On Sat, 19 Sep 2015 10:50:31 -0400
"Ted Unangst" <[email protected]> wrote:
> Toby Slight wrote:
> > Hi there,
> >
> > I just started getting to know doas a bit, and am already stumped
> > (pretty typical for me..).
> >
> > I'm trying to let my user shutdown, reboot and suspend the computer
> > without entering a password. This is my doas.conf:
> >
> > permit keepenv { ENV PS1 SSH_AUTH_SOCK } :wheel
> > permit nopass toby as root cmd /sbin/shutdown
> > permit nopass toby as root cmd /sbin/reboot
> > permit nopass toby as root cmd /usr/sbin/zzz
> >
> > I can suspend successfully, but attempting to shutdown or reboot,
> > returns:
> >
> > ksh: shutdown: cannot execute - Permission denied
>
> you have to run the doas command. it's not part of the shell.
>
> doas /sbin/shutdown
>
>
Hi Ted, misc@
Maybe inappropriate (please advise), has the existence (merits, etc)

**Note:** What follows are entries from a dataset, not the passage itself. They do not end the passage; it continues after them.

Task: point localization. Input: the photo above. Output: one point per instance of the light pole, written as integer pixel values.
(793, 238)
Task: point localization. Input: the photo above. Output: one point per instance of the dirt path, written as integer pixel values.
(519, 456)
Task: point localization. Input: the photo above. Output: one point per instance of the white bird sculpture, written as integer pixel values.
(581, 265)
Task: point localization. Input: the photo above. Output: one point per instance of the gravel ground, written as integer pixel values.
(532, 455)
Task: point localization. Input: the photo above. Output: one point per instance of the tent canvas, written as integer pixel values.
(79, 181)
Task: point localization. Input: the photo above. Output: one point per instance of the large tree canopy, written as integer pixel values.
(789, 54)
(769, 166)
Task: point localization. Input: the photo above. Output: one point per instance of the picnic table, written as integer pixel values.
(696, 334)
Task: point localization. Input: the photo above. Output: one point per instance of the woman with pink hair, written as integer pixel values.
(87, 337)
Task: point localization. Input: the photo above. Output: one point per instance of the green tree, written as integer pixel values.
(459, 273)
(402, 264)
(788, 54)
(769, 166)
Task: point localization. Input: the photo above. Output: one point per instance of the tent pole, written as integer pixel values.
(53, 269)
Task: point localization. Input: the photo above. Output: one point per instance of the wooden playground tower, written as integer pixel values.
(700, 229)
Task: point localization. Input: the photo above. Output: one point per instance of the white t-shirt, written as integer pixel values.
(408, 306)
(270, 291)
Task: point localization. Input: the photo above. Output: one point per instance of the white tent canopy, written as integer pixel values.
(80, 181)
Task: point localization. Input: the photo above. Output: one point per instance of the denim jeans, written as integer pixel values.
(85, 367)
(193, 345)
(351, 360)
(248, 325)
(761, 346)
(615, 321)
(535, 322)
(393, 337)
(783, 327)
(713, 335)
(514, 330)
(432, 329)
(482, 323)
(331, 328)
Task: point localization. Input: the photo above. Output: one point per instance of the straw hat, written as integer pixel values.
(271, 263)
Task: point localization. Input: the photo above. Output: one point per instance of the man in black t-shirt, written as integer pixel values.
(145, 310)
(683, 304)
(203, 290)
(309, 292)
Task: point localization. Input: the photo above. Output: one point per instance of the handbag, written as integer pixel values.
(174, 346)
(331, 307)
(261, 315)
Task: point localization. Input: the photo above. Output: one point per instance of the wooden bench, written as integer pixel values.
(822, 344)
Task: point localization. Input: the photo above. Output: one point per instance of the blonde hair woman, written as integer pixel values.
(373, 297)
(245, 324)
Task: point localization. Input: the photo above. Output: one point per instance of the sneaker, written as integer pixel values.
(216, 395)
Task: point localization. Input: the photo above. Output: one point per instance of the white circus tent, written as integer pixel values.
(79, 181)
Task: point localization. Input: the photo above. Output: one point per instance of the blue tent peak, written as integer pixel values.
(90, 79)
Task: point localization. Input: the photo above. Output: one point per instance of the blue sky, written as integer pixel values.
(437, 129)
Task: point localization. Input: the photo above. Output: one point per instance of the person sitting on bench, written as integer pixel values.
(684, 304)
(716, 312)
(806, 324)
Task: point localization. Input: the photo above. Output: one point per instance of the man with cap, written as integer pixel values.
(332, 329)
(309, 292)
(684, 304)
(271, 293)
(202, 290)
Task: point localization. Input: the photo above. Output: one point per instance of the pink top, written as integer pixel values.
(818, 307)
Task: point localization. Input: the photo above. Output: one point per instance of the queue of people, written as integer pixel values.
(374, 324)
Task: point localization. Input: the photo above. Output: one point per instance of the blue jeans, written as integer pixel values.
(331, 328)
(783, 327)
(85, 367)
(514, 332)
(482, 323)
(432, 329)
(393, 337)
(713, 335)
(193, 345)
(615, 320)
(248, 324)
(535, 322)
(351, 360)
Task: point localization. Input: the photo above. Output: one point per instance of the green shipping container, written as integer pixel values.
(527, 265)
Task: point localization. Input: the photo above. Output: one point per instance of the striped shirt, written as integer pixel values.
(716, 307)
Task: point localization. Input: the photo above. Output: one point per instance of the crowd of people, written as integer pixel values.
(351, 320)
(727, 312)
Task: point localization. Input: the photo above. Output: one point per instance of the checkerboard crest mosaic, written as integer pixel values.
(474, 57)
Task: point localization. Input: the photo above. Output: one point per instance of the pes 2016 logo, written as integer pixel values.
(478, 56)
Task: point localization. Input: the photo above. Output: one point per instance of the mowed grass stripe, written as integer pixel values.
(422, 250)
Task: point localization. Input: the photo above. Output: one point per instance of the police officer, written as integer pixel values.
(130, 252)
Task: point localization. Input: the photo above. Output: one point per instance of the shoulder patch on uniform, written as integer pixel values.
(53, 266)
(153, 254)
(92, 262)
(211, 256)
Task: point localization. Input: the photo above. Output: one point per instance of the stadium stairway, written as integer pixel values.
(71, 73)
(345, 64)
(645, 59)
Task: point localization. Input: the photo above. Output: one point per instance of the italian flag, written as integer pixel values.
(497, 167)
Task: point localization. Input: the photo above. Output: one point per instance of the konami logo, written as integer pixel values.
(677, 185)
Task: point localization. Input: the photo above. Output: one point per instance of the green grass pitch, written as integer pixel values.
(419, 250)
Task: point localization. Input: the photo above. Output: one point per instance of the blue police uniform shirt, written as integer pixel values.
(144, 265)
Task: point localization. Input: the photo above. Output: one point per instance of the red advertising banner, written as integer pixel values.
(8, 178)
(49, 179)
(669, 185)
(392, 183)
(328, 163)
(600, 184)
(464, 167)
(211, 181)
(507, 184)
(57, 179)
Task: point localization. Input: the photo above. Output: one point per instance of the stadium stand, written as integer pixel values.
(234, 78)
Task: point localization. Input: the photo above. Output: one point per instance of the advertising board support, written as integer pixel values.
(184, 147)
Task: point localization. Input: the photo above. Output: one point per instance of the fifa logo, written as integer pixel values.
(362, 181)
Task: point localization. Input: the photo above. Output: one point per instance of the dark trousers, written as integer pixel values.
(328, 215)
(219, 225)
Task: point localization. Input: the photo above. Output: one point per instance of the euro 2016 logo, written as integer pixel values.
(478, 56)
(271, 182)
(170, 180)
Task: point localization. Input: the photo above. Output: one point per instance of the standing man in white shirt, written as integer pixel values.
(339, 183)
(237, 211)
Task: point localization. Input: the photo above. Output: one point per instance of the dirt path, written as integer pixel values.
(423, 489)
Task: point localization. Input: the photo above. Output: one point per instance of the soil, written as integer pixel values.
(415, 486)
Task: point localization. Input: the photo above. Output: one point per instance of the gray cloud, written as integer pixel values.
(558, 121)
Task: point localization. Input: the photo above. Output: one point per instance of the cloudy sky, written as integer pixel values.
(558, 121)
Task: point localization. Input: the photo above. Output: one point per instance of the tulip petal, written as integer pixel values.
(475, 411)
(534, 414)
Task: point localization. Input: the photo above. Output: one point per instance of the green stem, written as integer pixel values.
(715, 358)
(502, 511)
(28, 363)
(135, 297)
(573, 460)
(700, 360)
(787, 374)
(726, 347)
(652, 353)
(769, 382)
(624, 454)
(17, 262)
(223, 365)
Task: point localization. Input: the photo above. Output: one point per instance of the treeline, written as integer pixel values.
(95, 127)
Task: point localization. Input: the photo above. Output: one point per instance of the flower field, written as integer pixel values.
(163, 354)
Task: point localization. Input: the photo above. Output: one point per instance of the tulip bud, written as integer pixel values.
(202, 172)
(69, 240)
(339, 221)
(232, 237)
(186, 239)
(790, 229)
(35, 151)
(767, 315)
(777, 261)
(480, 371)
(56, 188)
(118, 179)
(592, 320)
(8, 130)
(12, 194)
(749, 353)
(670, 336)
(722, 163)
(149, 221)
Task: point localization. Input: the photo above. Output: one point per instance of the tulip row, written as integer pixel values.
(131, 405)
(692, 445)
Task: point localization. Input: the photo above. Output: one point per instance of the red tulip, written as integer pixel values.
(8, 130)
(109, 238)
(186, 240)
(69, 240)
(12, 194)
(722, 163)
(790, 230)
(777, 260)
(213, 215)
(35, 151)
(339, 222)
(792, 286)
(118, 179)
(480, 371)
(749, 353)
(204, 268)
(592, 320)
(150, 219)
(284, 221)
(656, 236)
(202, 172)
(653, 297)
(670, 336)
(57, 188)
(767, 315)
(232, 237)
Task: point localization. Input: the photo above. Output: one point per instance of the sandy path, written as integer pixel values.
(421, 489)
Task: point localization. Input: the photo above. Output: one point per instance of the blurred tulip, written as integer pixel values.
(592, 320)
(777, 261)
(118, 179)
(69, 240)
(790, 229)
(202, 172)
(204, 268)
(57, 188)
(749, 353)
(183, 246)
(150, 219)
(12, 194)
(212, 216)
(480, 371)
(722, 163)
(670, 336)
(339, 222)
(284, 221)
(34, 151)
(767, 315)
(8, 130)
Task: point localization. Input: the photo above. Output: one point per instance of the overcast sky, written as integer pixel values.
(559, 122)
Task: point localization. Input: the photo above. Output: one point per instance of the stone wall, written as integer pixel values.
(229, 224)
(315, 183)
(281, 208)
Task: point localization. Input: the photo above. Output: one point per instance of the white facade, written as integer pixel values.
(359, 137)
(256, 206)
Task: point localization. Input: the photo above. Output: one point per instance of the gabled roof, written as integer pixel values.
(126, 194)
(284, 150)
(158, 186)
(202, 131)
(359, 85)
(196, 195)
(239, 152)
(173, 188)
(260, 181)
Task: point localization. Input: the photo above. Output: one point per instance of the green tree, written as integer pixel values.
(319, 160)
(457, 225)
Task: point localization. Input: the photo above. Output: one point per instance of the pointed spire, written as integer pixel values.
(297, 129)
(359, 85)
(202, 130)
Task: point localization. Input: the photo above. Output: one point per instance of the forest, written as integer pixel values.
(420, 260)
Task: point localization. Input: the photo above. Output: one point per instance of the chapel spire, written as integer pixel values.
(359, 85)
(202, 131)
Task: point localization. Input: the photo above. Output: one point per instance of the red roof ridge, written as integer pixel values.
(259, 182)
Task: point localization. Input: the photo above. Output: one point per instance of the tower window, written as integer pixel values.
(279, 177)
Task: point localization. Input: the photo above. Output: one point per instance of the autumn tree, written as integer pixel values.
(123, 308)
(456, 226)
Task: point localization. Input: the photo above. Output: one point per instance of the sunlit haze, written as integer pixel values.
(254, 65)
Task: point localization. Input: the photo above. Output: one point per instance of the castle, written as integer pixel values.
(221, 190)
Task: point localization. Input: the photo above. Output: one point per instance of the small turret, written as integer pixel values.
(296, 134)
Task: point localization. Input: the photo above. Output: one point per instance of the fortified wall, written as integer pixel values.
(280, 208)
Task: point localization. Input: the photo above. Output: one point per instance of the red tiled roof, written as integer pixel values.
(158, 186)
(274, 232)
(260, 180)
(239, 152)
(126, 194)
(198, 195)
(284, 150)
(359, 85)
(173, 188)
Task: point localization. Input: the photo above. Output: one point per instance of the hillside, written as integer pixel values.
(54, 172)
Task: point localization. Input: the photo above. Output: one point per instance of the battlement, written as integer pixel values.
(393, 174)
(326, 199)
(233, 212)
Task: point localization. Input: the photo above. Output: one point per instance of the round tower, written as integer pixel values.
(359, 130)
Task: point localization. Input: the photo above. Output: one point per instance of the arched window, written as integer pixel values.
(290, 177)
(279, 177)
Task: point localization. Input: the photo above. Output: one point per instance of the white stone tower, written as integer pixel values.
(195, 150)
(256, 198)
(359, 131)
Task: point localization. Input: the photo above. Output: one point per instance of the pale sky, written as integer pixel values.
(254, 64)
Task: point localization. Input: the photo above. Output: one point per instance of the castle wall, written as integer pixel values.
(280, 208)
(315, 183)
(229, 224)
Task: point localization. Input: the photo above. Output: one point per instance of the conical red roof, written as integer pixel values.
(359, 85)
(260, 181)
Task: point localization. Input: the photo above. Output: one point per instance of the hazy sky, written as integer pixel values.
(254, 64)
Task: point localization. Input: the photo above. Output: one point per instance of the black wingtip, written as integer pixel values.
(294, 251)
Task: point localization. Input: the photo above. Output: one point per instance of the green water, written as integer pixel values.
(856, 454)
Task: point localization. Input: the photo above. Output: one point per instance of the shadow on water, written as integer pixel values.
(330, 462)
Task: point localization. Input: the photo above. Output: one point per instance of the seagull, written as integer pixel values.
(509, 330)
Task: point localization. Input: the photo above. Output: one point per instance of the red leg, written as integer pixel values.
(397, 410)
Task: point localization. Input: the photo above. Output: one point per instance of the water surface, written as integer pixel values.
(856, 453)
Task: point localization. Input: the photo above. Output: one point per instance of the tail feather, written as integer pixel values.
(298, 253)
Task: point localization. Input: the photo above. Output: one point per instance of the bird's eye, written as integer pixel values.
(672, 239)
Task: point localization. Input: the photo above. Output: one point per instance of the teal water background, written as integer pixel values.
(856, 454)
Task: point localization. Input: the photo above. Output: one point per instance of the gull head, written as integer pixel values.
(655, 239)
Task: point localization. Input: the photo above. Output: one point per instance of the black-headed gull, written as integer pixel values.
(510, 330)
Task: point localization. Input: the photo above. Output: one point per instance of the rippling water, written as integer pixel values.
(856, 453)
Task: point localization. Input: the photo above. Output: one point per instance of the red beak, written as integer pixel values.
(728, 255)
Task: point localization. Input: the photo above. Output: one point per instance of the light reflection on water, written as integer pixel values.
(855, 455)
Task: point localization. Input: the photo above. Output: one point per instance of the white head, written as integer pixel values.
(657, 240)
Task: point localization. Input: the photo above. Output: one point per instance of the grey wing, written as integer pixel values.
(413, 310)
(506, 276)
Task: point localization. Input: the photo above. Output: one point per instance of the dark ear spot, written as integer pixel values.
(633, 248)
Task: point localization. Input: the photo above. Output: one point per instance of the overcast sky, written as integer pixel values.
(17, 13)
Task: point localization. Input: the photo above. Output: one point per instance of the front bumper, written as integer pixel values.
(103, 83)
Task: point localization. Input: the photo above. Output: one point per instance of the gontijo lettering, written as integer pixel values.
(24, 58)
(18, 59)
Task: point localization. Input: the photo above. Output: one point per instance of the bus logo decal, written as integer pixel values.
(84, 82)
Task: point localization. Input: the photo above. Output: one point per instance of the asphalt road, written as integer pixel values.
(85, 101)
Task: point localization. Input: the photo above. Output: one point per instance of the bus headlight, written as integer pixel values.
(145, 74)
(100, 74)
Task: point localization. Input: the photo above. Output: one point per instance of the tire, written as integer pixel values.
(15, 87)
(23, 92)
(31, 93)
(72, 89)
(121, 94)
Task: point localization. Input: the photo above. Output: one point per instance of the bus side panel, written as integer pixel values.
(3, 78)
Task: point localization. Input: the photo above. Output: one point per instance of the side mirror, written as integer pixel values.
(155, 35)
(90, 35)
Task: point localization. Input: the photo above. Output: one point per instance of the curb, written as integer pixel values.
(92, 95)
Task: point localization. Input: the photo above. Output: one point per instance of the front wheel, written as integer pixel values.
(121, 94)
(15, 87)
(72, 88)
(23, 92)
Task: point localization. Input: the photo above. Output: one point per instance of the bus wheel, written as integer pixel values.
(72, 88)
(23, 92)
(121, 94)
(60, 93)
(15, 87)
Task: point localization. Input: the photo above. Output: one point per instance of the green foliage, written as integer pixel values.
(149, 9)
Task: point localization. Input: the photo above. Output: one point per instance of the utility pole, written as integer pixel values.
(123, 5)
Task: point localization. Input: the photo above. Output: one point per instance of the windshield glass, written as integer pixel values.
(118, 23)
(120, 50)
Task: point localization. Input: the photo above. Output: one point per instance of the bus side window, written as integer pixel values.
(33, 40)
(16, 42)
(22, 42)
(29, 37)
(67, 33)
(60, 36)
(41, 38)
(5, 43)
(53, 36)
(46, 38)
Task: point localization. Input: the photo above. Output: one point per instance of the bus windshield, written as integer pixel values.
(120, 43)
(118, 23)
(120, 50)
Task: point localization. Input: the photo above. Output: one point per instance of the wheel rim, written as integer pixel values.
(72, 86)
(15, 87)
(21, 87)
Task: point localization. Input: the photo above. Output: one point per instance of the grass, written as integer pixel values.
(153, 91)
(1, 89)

of an example doas.conf been discussed already publicly?
http://marc.info/?l=openbsd-misc&q=b&s=doas.conf
Side comment: for the sake of mention only, pf got one (sample
configuration) not long ago:
http://cvsweb.openbsd.org/cgi-bin/cvsweb/src/etc/examples/pf.conf
and sudo had one too by ?visudo (confused). I just don't recall (must
be age related) having to ever craft my own sudo config file and set
its permissions etc (neither did I have to for sshd).
I remember I just edited away the existing file according to the
current manpage, and hold dear the comfortable experience of sample
(basic) use options preset for a starting point, and then some quality
reading material to get well into the Endspiel of the configuration
game.
Here is how early httpd got it relative to its introduction:
http://cvsweb.openbsd.org/cgi-bin/cvsweb/src/etc/examples/httpd.conf
http://cvsweb.openbsd.org/cgi-bin/cvsweb/src/usr.sbin/httpd/httpd.conf.5
http://cvsweb.openbsd.org/cgi-bin/cvsweb/src/usr.sbin/httpd/httpd.c
My personal (humble) view on these matters is that important pieces of
the user privilege toolkit could benefit from a comfortable learning
curve.
Probably a doas FAQ entry can reduce the rate of start up questions and
raise the usability level a bit to the point where actually useful 'tips
and tricks' / advanced set up questions start turning up in favour of
common pitfalls / gotchas.
With respect, please ignore if this suggestion is considered utterly
baseless (and/or premature) at this point.